By Steve Mosco
In this city of concrete, there are still natural settings hidden just off the beaten — and paved — path.
One such setting goes about its organic and biological business while traffic whizzes by on busy Woodhaven Boulevard. As distracted drivers honk and curse on their way to work, an ecosystem of birds, insects and marine life exist around Strack Pond in Forest Park, a world away from humans’ modern worries.
The mission to seek out and explore those hidden spots is one taken on by the Green Girls, an intensive summer program operated by the City Parks Foundation, an independent, nonprofit offering park programs throughout the five boroughs.

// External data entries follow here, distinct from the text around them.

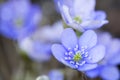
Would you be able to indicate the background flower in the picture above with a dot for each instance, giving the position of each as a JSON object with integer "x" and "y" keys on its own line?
{"x": 81, "y": 15}
{"x": 107, "y": 68}
{"x": 18, "y": 22}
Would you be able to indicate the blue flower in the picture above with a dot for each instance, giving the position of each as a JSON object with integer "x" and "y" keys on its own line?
{"x": 107, "y": 68}
{"x": 51, "y": 33}
{"x": 19, "y": 18}
{"x": 80, "y": 14}
{"x": 82, "y": 54}
{"x": 56, "y": 75}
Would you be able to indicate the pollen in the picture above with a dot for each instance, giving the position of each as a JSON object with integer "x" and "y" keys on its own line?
{"x": 77, "y": 57}
{"x": 18, "y": 23}
{"x": 77, "y": 19}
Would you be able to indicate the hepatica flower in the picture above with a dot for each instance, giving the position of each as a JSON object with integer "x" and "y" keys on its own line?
{"x": 81, "y": 54}
{"x": 107, "y": 68}
{"x": 56, "y": 75}
{"x": 19, "y": 18}
{"x": 80, "y": 14}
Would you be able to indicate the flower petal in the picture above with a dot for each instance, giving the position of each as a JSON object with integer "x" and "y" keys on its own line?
{"x": 110, "y": 73}
{"x": 89, "y": 39}
{"x": 93, "y": 73}
{"x": 58, "y": 52}
{"x": 69, "y": 38}
{"x": 115, "y": 60}
{"x": 97, "y": 53}
{"x": 86, "y": 67}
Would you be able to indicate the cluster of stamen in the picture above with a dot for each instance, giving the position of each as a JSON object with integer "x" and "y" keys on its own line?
{"x": 77, "y": 56}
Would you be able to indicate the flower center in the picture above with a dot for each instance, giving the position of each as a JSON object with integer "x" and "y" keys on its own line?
{"x": 77, "y": 57}
{"x": 18, "y": 23}
{"x": 78, "y": 19}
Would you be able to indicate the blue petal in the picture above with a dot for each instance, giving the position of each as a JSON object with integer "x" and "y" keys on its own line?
{"x": 64, "y": 9}
{"x": 113, "y": 48}
{"x": 56, "y": 75}
{"x": 69, "y": 38}
{"x": 97, "y": 53}
{"x": 93, "y": 73}
{"x": 89, "y": 39}
{"x": 86, "y": 67}
{"x": 100, "y": 15}
{"x": 97, "y": 21}
{"x": 58, "y": 52}
{"x": 110, "y": 73}
{"x": 115, "y": 60}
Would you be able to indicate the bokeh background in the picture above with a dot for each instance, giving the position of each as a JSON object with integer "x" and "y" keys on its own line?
{"x": 14, "y": 66}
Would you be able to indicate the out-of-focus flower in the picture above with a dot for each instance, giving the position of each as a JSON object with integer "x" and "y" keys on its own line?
{"x": 80, "y": 14}
{"x": 19, "y": 18}
{"x": 43, "y": 77}
{"x": 35, "y": 49}
{"x": 82, "y": 54}
{"x": 107, "y": 68}
{"x": 50, "y": 33}
{"x": 56, "y": 75}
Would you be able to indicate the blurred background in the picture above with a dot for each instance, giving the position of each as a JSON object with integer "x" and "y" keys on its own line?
{"x": 14, "y": 65}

But to the young women involved, Green Girls is more than a learning program — it is an adventure into a world rarely viewed by city dwellers. The group’s latest adventure had the girls with nets in the air, screaming in amusement while they tried to catch dragonflies for study at Strack Pond last week.
“This is so much fun,” said Emonie Faulkner, an 11-year-old from Jamaica who also goes by the name Peanut. “I love being out here and feeling that I’m a part of something. I was scared of dragonflies at first, but now I love them. I didn’t know a place like this was in Queens.”
Peanut’s surprise and wonder at the pond’s existence is the most common reaction to city nature, according to program organizers. They said many of the girls who join the program have a narrow view of what the city is — they tend to only know the brick and mortar and rarely the grass and water.
“A lot of people possess an innate attraction to being in the natural world,” said Danielle Rolli, a Green Girls coordinator. “Once they are out here, they revert back to an instinctive enjoyment for being in nature.”
Rolli said beyond merely enjoying the outdoors, the program aims to instill a sense of stewardship and care for the earth in these girls at a young age. The three-week program educates as it entertains and promotes leadership skills while teaching about the city’s vast natural and cultural resources.
The curriculum addresses a variety of science subjects, including environmental education, ecology, biology, geology, zoology and botany while exposing the participants to career opportunities that are available in the sciences.
One girl who took her experience with the Green Girls seriously came back to start an internship with City Parks. Angelica Chery, 15, of Brooklyn, said the program opened her mind to new challenges and showed her the other side of a city she thought she knew.
“The Green Girls gave me the chance to experience nature and gave me access to places I didn’t know I had access to,” said Chery. “I learned that I am part of the environment. I want to help these girls realize that they can’t take the environment for granted.”
During the dragonfly free-for-all, a research ecologist was on hand to guide the girls and help them understand the deeper meaning of the day’s events.
“There is so much wildlife to see and we hope they grow an appreciation for what’s here and understand the human impact on nature,” said Susan Stanley, a research ecologist with the Natural Resources Group, a team of scientists that helps research and maintain the resources of the city’s parks.
As the frenzy subsided and activities winded down, one Green Girl could not shake a dragonfly friend that landed on her shoulder and refused to leave.
“Can I take him home?” asked Victoria Rodriguez, of Brooklyn. “I like him. I have mosquitoes at my home he could eat.”